The various internal factors giving rise to such risks are:-
Human
factors are an
important cause of internal risks. They may result from strikes and
lock-outs by trade unions; negligence and dishonesty of an employee;
accidents or deaths in the industry; incompetence of the manager or other
important people in the organisation, etc. Also, failure of suppliers to
supply the materials or goods on time or default in payment by debtors may
adversely affect the business enterprise.
Technological
factors are the
unforeseen changes in the techniques of production or distribution. They
may result in technological obsolescence and other business risks. For
example, if there is some technological advancement which results in
products of higher quality, then a firm which is using the traditional
technique of production might face the risk of losing the market for its
inferior quality product.
Physical
factors are the
factors which result in loss or damage to the property of the firm. They
include the failure of machinery and equipment used in business; fire or
theft in the industry; damages in transit of goods, etc. It also includes
losses to the firm arising from the compensation paid by the firm to the
third parties on account of intentional or unintentional damages caused to
them.
External
risks are those risks which arise due to the events occurring outside the
business organisation. Such events are generally beyond the control of an
entrepreneur. Hence, the resulting risks cannot be forecasted and the
probability of their occurrence cannot be determined with accuracy.

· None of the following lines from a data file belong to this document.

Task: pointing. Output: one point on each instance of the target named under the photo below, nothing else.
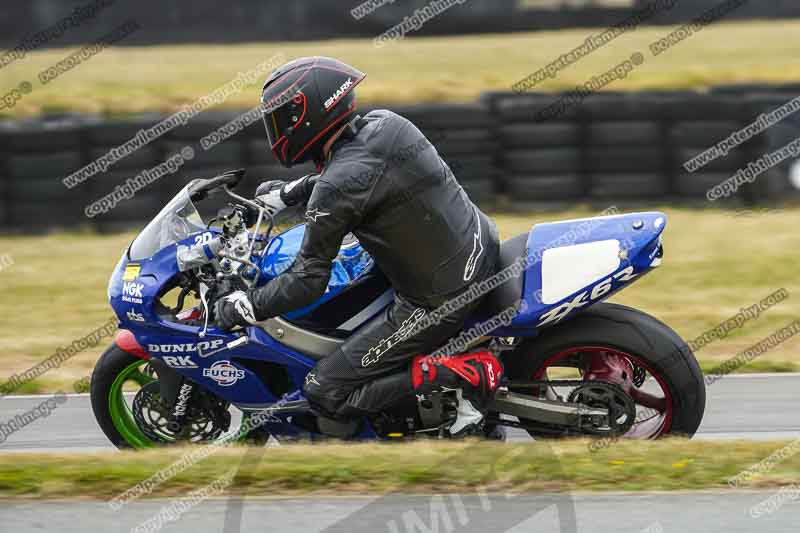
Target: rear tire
(631, 331)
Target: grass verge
(428, 69)
(671, 464)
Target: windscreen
(177, 221)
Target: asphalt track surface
(754, 406)
(707, 512)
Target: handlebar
(199, 188)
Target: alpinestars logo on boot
(335, 96)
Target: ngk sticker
(132, 292)
(224, 373)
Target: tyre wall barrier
(628, 148)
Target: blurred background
(78, 79)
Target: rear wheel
(649, 367)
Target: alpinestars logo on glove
(374, 354)
(313, 214)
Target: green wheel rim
(121, 414)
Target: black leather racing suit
(384, 182)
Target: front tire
(629, 335)
(114, 368)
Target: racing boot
(474, 376)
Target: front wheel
(127, 404)
(643, 361)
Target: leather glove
(268, 194)
(234, 309)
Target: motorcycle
(574, 365)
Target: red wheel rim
(604, 363)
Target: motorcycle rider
(381, 179)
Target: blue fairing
(638, 241)
(134, 301)
(352, 263)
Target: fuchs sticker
(131, 272)
(585, 298)
(335, 96)
(224, 373)
(188, 347)
(179, 361)
(132, 292)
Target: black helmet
(302, 102)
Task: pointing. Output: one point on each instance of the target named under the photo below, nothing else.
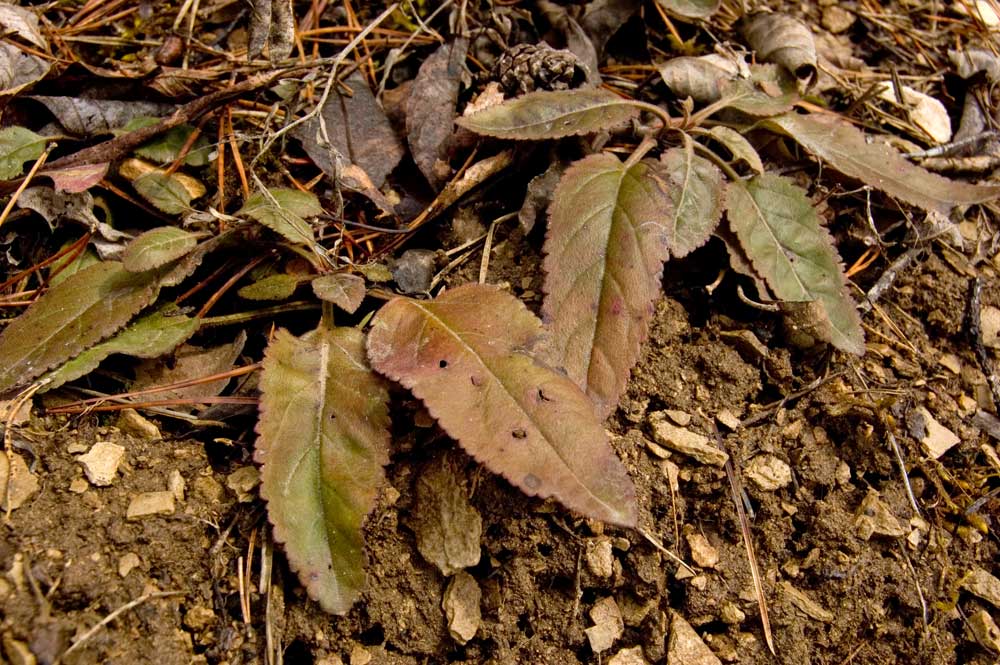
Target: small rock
(199, 617)
(702, 551)
(630, 656)
(150, 503)
(242, 482)
(768, 472)
(836, 19)
(731, 614)
(934, 437)
(176, 484)
(100, 464)
(874, 517)
(461, 607)
(608, 625)
(360, 655)
(127, 563)
(131, 422)
(728, 420)
(599, 557)
(208, 489)
(681, 418)
(982, 584)
(17, 483)
(685, 646)
(685, 441)
(985, 630)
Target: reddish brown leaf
(605, 247)
(465, 355)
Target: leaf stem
(243, 317)
(718, 161)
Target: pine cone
(528, 67)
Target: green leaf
(696, 190)
(148, 337)
(463, 354)
(787, 245)
(167, 146)
(691, 8)
(607, 239)
(272, 287)
(17, 146)
(282, 211)
(323, 442)
(552, 114)
(344, 290)
(850, 151)
(171, 193)
(72, 316)
(158, 247)
(737, 144)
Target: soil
(213, 588)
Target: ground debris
(684, 441)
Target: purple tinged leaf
(849, 150)
(158, 247)
(323, 442)
(552, 114)
(788, 246)
(344, 290)
(72, 316)
(430, 109)
(605, 247)
(696, 191)
(465, 355)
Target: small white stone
(150, 503)
(608, 625)
(100, 464)
(127, 563)
(768, 472)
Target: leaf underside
(323, 442)
(606, 243)
(552, 114)
(696, 191)
(463, 355)
(787, 245)
(157, 247)
(148, 337)
(848, 150)
(72, 316)
(284, 214)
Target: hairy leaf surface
(784, 239)
(552, 114)
(282, 211)
(464, 354)
(605, 247)
(17, 146)
(696, 190)
(158, 247)
(148, 337)
(323, 442)
(344, 290)
(72, 316)
(848, 150)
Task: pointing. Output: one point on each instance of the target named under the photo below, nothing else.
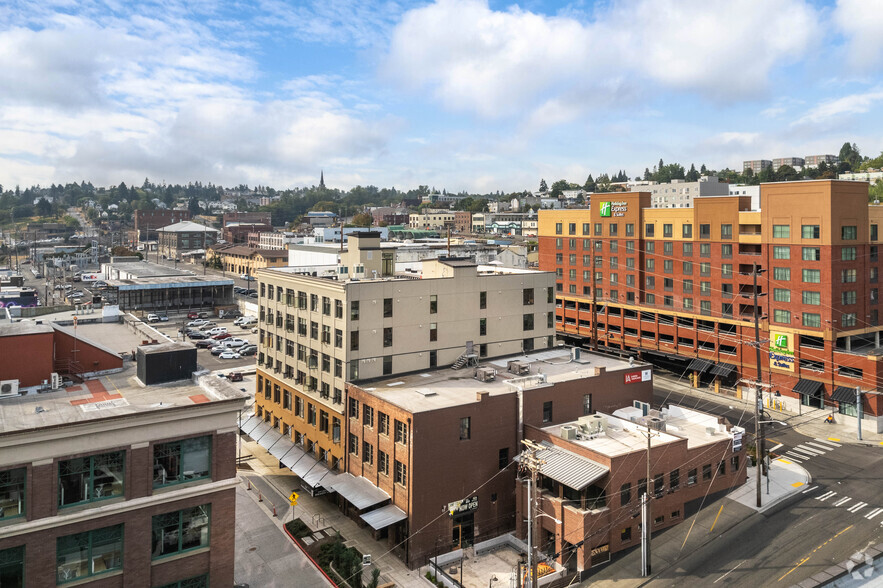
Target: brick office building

The various external factors which may give rise to such risks are :-
Economic
factors are the
most important causes of external risks. They result from the changes in
the prevailing market conditions. They may be in the form of changes in
demand for the product, price fluctuations, changes in tastes and
preferences of the consumers and changes in income, output or trade cycles.
The conditions like increased competition for the product, inflationary
tendency in the economy, rising unemployment as well as the fluctuations in
world economy may also adversely affect the business enterprise. Such risks
which are caused by changes in the economy are known as 'dynamic risks'.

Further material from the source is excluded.